[llvm] r209854 - LoopVectorizer: Add a check that the backedge taken count + 1 does not overflow
Arnold Schwaighofer
aschwaighofer at apple.com
Thu May 29 15:10:01 PDT 2014
Author: arnolds
Date: Thu May 29 17:10:01 2014
New Revision: 209854
URL: http://llvm.org/viewvc/llvm-project?rev=209854&view=rev
Log:
LoopVectorizer: Add a check that the backedge taken count + 1 does not overflow
The loop vectorizer instantiates be-taken-count + 1 as the loop iteration count.
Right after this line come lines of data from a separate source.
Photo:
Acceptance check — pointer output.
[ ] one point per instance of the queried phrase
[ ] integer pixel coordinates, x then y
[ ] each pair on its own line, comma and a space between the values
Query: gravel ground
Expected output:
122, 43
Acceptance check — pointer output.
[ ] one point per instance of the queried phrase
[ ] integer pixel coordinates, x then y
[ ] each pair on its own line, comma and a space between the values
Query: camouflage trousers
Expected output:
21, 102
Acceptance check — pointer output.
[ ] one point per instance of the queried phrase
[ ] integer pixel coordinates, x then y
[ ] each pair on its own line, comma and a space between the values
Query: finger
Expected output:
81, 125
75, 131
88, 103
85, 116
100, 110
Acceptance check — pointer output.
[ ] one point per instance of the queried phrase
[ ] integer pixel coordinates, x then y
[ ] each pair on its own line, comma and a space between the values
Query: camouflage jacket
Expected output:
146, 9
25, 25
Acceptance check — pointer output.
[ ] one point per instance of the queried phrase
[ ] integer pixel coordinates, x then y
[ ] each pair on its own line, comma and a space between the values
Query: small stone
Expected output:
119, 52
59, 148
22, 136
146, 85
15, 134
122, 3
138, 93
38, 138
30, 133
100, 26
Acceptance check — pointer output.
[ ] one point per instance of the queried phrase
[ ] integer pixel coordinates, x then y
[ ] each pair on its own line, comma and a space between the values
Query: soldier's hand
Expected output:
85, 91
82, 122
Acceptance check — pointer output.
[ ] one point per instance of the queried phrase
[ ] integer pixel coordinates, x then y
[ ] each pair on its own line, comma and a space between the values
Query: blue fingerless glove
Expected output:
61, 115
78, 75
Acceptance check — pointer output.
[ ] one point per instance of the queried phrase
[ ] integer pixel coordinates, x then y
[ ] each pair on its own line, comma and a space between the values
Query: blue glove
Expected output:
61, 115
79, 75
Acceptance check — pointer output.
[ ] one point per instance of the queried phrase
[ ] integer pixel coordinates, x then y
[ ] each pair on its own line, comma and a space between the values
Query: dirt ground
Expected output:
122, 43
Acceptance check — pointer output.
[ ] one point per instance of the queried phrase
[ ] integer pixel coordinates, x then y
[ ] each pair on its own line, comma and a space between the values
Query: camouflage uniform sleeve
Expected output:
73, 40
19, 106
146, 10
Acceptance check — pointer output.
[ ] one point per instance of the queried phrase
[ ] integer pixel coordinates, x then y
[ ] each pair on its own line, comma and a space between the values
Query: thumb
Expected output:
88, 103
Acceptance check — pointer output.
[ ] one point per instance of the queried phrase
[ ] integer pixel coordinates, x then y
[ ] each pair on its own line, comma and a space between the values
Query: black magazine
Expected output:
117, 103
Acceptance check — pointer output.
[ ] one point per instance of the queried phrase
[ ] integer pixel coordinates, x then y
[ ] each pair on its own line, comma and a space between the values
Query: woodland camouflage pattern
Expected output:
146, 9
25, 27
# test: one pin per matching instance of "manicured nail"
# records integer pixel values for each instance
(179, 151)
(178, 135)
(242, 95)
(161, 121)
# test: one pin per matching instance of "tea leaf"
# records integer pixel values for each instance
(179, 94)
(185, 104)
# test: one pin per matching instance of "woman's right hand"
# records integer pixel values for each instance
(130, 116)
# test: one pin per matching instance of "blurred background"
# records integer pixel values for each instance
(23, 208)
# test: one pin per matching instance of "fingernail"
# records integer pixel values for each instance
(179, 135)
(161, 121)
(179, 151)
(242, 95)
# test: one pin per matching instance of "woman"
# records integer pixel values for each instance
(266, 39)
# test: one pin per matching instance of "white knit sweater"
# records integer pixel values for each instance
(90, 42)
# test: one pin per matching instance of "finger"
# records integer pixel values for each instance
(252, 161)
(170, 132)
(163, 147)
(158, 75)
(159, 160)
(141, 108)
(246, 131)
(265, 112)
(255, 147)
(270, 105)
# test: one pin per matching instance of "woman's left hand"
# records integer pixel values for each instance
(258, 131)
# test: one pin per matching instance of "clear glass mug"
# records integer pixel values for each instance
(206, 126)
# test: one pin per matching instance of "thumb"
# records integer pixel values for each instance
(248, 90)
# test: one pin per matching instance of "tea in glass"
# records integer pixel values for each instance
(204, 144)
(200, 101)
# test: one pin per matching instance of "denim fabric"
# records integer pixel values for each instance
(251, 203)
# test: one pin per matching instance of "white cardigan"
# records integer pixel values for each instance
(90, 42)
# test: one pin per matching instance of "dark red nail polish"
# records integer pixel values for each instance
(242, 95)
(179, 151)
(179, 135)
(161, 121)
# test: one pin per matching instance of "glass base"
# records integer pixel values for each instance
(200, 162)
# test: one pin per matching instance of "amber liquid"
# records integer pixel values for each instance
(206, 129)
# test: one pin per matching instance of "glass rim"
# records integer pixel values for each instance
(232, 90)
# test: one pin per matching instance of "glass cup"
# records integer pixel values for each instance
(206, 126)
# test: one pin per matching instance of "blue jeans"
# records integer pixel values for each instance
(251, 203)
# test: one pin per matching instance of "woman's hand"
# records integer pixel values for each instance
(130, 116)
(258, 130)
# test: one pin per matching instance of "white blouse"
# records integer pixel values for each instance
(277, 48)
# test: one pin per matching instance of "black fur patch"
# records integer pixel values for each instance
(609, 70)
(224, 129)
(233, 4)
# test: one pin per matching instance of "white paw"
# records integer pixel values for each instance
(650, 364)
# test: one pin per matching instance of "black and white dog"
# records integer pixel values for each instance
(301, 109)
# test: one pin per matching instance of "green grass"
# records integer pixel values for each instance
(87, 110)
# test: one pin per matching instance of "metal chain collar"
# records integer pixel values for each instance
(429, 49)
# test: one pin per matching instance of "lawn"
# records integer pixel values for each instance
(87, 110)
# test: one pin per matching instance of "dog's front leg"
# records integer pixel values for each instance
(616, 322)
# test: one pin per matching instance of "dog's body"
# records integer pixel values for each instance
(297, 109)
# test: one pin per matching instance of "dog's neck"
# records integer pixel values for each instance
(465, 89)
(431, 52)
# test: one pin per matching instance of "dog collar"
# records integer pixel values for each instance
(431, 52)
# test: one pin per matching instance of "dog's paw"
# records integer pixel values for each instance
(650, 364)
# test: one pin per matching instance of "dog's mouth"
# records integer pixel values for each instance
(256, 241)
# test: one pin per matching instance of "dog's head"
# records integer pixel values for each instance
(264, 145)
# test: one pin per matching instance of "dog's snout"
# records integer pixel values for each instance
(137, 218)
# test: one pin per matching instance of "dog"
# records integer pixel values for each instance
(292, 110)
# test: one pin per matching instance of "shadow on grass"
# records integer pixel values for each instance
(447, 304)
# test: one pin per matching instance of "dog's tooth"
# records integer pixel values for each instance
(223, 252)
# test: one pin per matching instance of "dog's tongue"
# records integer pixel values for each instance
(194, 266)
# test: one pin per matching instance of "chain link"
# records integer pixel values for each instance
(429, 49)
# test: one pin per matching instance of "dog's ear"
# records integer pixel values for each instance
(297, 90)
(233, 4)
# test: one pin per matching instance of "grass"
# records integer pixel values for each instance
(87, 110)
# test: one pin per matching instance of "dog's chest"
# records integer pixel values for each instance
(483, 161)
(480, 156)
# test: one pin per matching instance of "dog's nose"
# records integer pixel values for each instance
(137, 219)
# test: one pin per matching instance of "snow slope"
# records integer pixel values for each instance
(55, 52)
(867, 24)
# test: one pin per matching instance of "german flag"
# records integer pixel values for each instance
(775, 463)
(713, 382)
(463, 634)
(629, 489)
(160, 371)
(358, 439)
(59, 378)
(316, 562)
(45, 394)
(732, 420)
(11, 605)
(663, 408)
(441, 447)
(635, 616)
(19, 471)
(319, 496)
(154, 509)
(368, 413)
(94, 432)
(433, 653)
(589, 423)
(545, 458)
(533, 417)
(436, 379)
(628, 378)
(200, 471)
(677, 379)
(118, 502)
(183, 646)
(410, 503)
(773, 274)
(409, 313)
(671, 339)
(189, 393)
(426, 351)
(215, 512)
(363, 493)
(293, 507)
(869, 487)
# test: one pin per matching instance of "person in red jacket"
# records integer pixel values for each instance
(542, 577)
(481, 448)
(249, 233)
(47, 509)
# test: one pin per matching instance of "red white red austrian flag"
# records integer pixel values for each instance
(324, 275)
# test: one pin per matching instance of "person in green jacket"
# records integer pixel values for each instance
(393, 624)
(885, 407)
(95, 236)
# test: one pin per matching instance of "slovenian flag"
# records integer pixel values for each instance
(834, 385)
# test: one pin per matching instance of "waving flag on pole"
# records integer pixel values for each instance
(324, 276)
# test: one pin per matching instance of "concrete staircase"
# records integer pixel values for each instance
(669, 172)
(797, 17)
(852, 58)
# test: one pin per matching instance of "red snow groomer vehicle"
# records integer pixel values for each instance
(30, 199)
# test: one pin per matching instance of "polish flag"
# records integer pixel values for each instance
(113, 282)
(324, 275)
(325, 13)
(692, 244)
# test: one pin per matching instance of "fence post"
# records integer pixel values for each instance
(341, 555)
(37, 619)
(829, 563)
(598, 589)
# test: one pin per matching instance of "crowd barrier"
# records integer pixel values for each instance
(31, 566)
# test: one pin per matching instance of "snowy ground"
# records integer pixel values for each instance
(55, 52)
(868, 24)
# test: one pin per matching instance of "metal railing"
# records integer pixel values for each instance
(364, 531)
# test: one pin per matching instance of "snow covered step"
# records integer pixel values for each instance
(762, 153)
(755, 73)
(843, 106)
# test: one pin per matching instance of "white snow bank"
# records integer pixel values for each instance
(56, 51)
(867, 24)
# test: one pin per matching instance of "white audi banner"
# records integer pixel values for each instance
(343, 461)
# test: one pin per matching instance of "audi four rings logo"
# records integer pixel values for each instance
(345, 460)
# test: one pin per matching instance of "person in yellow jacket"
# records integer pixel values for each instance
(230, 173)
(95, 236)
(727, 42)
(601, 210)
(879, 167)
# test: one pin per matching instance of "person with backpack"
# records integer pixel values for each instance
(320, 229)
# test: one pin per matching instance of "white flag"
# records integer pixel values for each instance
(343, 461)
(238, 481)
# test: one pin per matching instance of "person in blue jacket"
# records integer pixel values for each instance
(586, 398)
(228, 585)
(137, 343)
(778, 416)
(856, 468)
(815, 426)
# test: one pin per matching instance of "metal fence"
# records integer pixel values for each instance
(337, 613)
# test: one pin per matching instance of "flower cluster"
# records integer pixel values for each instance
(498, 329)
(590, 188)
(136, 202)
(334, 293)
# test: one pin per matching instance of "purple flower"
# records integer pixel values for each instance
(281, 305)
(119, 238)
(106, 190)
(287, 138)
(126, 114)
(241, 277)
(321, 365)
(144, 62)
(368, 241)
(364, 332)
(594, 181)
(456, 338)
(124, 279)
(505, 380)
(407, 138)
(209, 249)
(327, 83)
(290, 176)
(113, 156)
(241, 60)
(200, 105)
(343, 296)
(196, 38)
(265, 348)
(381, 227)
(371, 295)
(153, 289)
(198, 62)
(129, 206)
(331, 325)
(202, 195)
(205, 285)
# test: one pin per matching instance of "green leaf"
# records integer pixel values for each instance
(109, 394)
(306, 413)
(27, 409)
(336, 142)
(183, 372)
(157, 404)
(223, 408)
If this expression overflows the generated code was invalid.
In case of overflow the code now jumps to the scalar loop.
Fixes PR17288.
Modified:
llvm/trunk/lib/Transforms/Vectorize/LoopVectorize.cpp
llvm/trunk/test/Transforms/LoopVectorize/induction.ll
llvm/trunk/test/Transforms/LoopVectorize/runtime-check-readonly.ll
Modified: llvm/trunk/lib/Transforms/Vectorize/LoopVectorize.cpp
URL: http://llvm.org/viewvc/llvm-project/llvm/trunk/lib/Transforms/Vectorize/LoopVectorize.cpp?rev=209854&r1=209853&r2=209854&view=diff
==============================================================================
--- llvm/trunk/lib/Transforms/Vectorize/LoopVectorize.cpp (original)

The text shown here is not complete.